2. Promptness of a Curative Instruction

Because the circuit court did not perceive the comment to be improper, it did not issue a curative instruction. Hence, this factor weighs also weighs in favor of Octavio.

3. Strength/Weakness of the Evidence

Contrary to the prosecution's contentions, the evidence against Octavio, although sufficient to convict, was equivocal at best. Octavio's case essentially devolved into a credibility contest between Officers Kissel and Hanuna, on one hand, and Octavio, on the other. The prosecution adduced no direct evidence linking Octavio to the pipe (i.e., fingerprints on the pipe that matched Octavio). Given that Octavio denied having possessed the pipe or depositing the pipe in the car, we cannot say that the evidence against Octavio was overwhelming.

Because all three factors discussed above weigh against the prosecution, we cannot conclude that the prosecution's improper comment about cocaine as a appetite suppressant was harmless beyond a reasonable doubt.

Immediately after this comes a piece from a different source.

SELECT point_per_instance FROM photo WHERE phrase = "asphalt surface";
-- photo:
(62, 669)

Accordingly, we hold, on the record before us, that the comment constituted prosecutorial misconduct that denied Octavio his right to a fair trial.

III. CONCLUSION

Based on the foregoing discussion, we vacate the July 21, 1999 judgment of conviction and sentence and remand for a new trial.

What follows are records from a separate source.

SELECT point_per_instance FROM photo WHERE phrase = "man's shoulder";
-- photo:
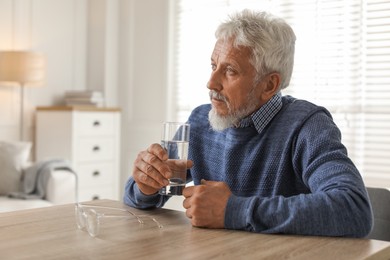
(294, 105)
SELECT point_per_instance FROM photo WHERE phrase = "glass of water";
(175, 140)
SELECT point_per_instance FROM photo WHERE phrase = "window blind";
(342, 62)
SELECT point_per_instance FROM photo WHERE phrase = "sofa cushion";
(13, 155)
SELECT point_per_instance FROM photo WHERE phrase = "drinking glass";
(175, 140)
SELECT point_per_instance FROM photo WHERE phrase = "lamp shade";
(22, 67)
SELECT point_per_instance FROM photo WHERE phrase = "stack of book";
(84, 98)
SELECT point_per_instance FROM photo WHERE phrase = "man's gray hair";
(271, 40)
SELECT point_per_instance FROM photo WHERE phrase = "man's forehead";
(226, 49)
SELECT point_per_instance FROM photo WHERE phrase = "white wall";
(117, 46)
(55, 28)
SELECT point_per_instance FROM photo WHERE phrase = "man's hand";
(151, 171)
(205, 204)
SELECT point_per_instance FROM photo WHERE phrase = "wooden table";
(51, 233)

DATED: Honolulu, Hawai`i, June 26, 2000.
 

On the briefs:

Keith S. Shigetomi,
for defendant-appellant

Bryan K. Sano,
Deputy Prosecuting
Attorney, for
plaintiff-appellee
 
 

1. HRS § 712-1243 provided in relevant part:

(1) A person commits the offense of promoting a dangerous drug in the third degree if the person knowingly possesses any dangerous drug in any amount.

2. HRS § 329-43.5(a) provides in relevant part:

(a) It is unlawful for any person to use, or to possess with intent to use, drug paraphernalia to plant, propagate, cultivate, grow, harvest, manufacture, compound, convert, produce, process, prepare, test, analyze, pack, repack, store, contain, conceal, inject, ingest, inhale, or otherwise introduce into the human body a controlled substance in violation of this chapter.

3. The prosecution cites the following definition of "cocaine": "Cocaine when ingested in small amounts produces feelings of well-being and euphoria, along with a decreased appetite, relief from fatigue, and increased mental alertness." (Emphasis added.) [Answering Brief at 11 (quoting Encyclopedia Britannica, britannica.com (March 10, 2000) at http://www.britannica.com/bcom/article/7/0,5716,24947+1,00.html)]

4. HRE Rule 702 provides

Testimony by experts. If scientific, technical, or other specialized knowledge will assist the trier of fact to understand the evidence or to determine a fact in issue, a witness qualified as an expert by knowledge, skill, experience, training, or education may testify thereto in the form of an opinion or otherwise. In determining the issue of assistance to the trier of fact, the court may consider the trustworthiness and validity of the scientific technique or mode of analysis employed by the proffered expert.